Soudain, Echo se redresse, un bruit sourd résonne dans le bâtiment lorsqu'il plaque ses mains sur le bureau et Nine sursaute légèrement. Je serre sa main un peu plus fort, pour qu'elle sache que je suis là, que ça va aller et que quoi qu'il dise ou quoiqu'il se passe, elle est en sécurité. Il lève les yeux sur elle, la détaille sans aucune retenue et je sens déjà la colère monter. On dirait bien que de mon côté, je vais très probablement laisser mon côté explosif prendre le dessus.
Il contourne son bureau, puis se plante face à nous et son regard accroche celui de Nine, alors qu'elle, ne sourcille pas une seconde. Je le connais, ça l'amuse, ce type prend clairement son pied et je sais que ce n'est que le début.

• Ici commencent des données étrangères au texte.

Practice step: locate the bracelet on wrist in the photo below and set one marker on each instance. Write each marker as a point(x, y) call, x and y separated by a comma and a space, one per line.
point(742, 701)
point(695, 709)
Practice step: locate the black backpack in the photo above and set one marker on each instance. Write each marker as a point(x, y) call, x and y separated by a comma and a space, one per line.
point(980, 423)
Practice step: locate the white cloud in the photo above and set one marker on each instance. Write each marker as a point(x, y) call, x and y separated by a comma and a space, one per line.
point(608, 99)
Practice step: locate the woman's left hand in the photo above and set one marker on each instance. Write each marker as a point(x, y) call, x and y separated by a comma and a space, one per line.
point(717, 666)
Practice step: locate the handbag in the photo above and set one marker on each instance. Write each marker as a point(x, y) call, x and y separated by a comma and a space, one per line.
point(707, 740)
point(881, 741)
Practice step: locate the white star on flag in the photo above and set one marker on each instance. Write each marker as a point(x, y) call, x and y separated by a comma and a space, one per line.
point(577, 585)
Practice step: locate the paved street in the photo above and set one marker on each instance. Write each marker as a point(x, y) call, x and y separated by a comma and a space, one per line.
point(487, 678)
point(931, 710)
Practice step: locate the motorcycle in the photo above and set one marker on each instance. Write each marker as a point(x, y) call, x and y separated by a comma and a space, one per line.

– Merci d'être venue, balance-t-il, sans la lâcher des yeux.
Du coin de l'œil, je peux la voir esquisser un sourire en coin. Les hostilités sont lancées. Elle non plus ne respectera pas les règles, en la voyant comme ça j'en suis certain.
– J'ai pas vraiment eu le choix, réplique-t-elle, sans plus s'inquiéter de la personne qui se tient face à elle.
Je me tends légèrement et resserre instinctivement mes doigts sur les siens. Qu'est-ce que je disais... Je m'attendais vraiment à ce qu'elle et moi restions calme ? Avec nos deux tempéraments ça ne pouvait pas marcher.
Echo, lui, se marre sans se cacher, pendant que son regard glisse sur nos mains liées.
– Alors c'est vrai, vous êtes ensemble, constate-t-il.
– Ouais, mais j'pense pas que ce soit le sujet, grogné-je, pourquoi tu voulais la voir ?
Nous voilà dans le vif du sujet. Je retardais le plus possible le moment où ça arriverait, mais c'est finalement moi qui pose la question.
– Sois pas si pressé, on a le temps. D'ailleurs, c'est bien que tu sois là toi aussi, on n'a pas vraiment mis au point notre arrangement, lâche-t-il calmement.
– J'ai pas eu de nouvelles de toi pendant presque deux semaines, qu'est-ce que tu prépares ? le questionné-je, méfiant.
Et c'est vrai, depuis que lui et moi avons convenu d'un accord après qu'elle se soit pointée dans ce même gymnase, il ne m'avait pas recontacté. Le seul et unique message que j'ai reçu ensuite était pour me dire qu'il voulait la voir et que ce n'était pas discutable. C'était sans compter ce que moi je voulais... Alors, je ne lui ai pas répondu. Peut-être dans l'espoir qu'il oublie et passe à autre chose, mais aussi et surtout pour envisager toutes les possibilités et lui éviter qu'elle le rencontre.
– J'ai voulu te laisser le temps de digérer tout ça, t'aurais été bon à rien sinon ! Tu sais bien que j'aime quand les combats que j'organise durent plus de trois minutes... et quand t'es sur les nerfs tu les expédies en beaucoup moins de temps ! C'est pas bon pour le business, ricane-t-il en glissant son regard vers le sac où sont rangés les billets. Et puis, j'ai pris mon pied à vous voir vous poser des questions.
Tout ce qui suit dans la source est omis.